Early investors have already been rewarded. By May 31, year-to-date returns were 27.9 per cent, according to Morningstar.
Mr Martinsson says the strong inflows into Tundra’s Pakistan fund could be due to the structure being something that investors can understand and trust – it is Ucits IV compliant and open for daily trading. A buoyant period for Pakistan’s stock market (the KSE 100 has risen more than 20 per cent since January 1) might also have been helpful. But these factors cannot explain the whole story. The World Investment Oppportunities Funds – Pakistan, a Luxembourg registered Sicav still has only $1.75m in assets under management and it launched in 2008.
Here's a TOI story on declining violence in Pakistan:
According to the data collated by Pakistan Body Count, an organisation that maintains a 'news-report based database' of suicide and drone attacks carried out in the country, the number of incidents as well as causalities, have witnessed a steep decline compared to 2009 and 2010 - the peak years in terms of causalities.

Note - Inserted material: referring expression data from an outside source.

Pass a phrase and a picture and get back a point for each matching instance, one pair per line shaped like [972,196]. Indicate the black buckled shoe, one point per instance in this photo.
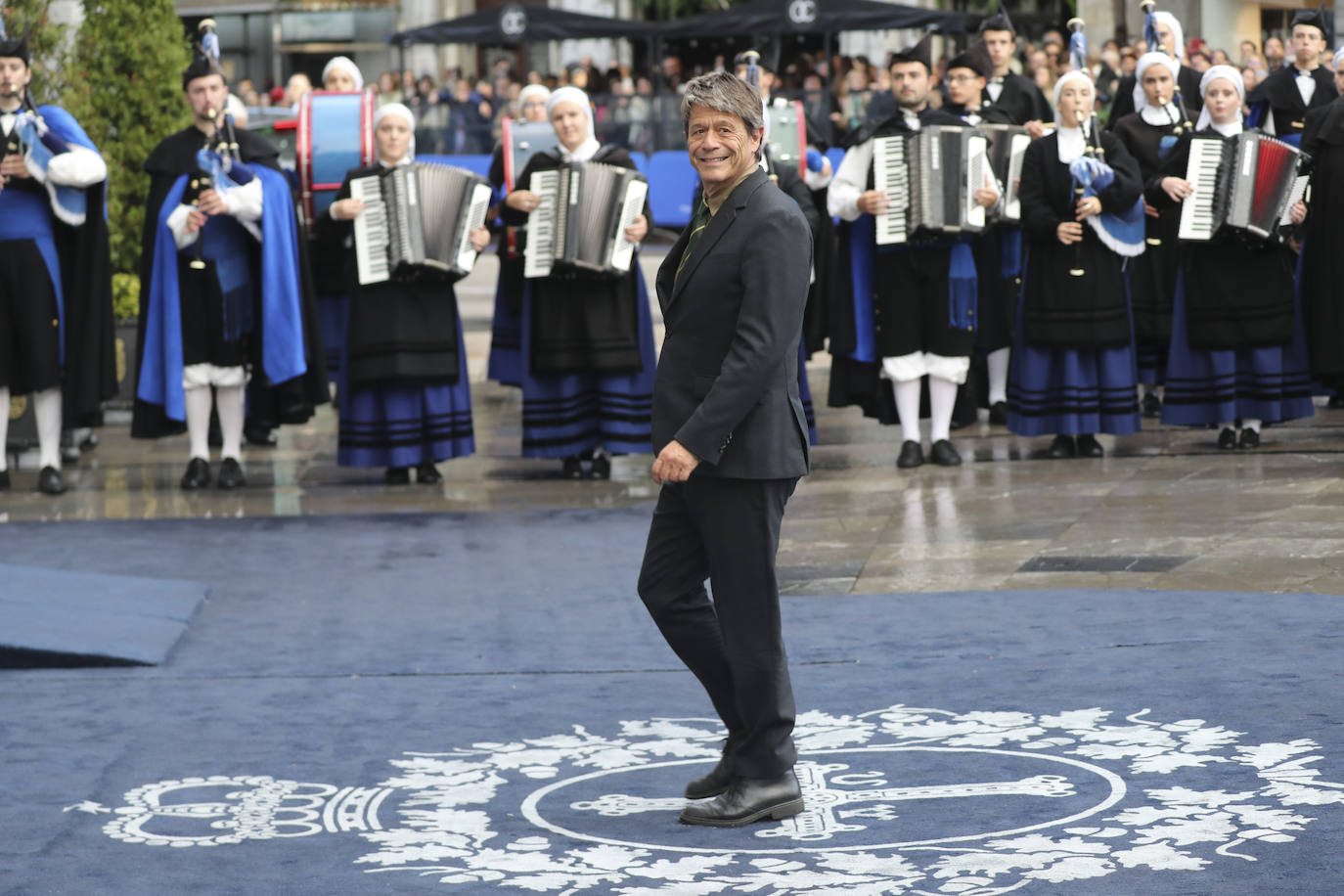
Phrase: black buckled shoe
[747,799]
[718,781]
[50,481]
[197,474]
[1062,448]
[910,456]
[1089,446]
[944,454]
[232,474]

The incidents which failed to reach even double digits in the five years spanning between 2002- 2006 suddenly spiked to 57 in 2007. The bombings claimed over 800 lives in that year. They went unchecked for the next two years and reached a peak in 2009 when 90 suicide bombings claimed over thousand lives.
Although the number of incidents started declining in 2010 but the number of fatalities increased. In 2011 there were 44 blasts killing 625 people- nearly half of the 2009 figures. By March 2012, when the data was last updated, there were only 16 such blasts which took 119 lives.
Year Total Blasts Killed Injured
2002 2 27 91
2003 2 65 115
2004 8 82 399
2005 4 83 230
2006 9 161 230
2007 57 842 2008
2008 61 940 2426
2009 90 1090 3462
2010 58 1153 2954
2011 44 625 1386
2012 16 119 254
Source: Pakistan Body Count
Here's a CNN report on Pakistani city of Sialkot which manufactures musical instruments, surgical equipment and sports goods:
Which cities can boast more than a dozen bagpipe factories? Edinburgh? Glasgow? How about, Sialkot, Pakistan?
Sialkot is located in north-east Pakistan, some 125 kilometers from the capital Lahore. Legend has it that the city started making bagpipes during the British Raj, when a Scottish businessman came to town and set up a factory.
More than a century later Sialkot is one of the world’s biggest manufacturers of bagpipes, with more than a dozen bagpipe factories, both big and small.
The bagpipe business became so successful that manufacturers started making and exporting other specialty items - including staples of American culture such as vintage basketballs, American footballs and even replica civil war uniforms.
Today the city manufactures hundreds of items. Sports companies such as Nike and Adidas make their soccer balls here. Dozens of kinds of musical instrument, and even surgical equipment, are made in Sialkot.
Naeem Qureshi, of the Sialkot chamber of commerce, told CNN’s Reza Sayeh that the city's exports are increasing, and are now worth $1.4 billion.
While Pakistan often makes headlines these days because of militant attacks and extremism, local manufacturers say security concerns are overblown. Pakistan has plenty of space, as well as cheap raw materials and labor. And local businesses say Sialkot is a perfect example of why it pays to invest in Pakistan and do business there.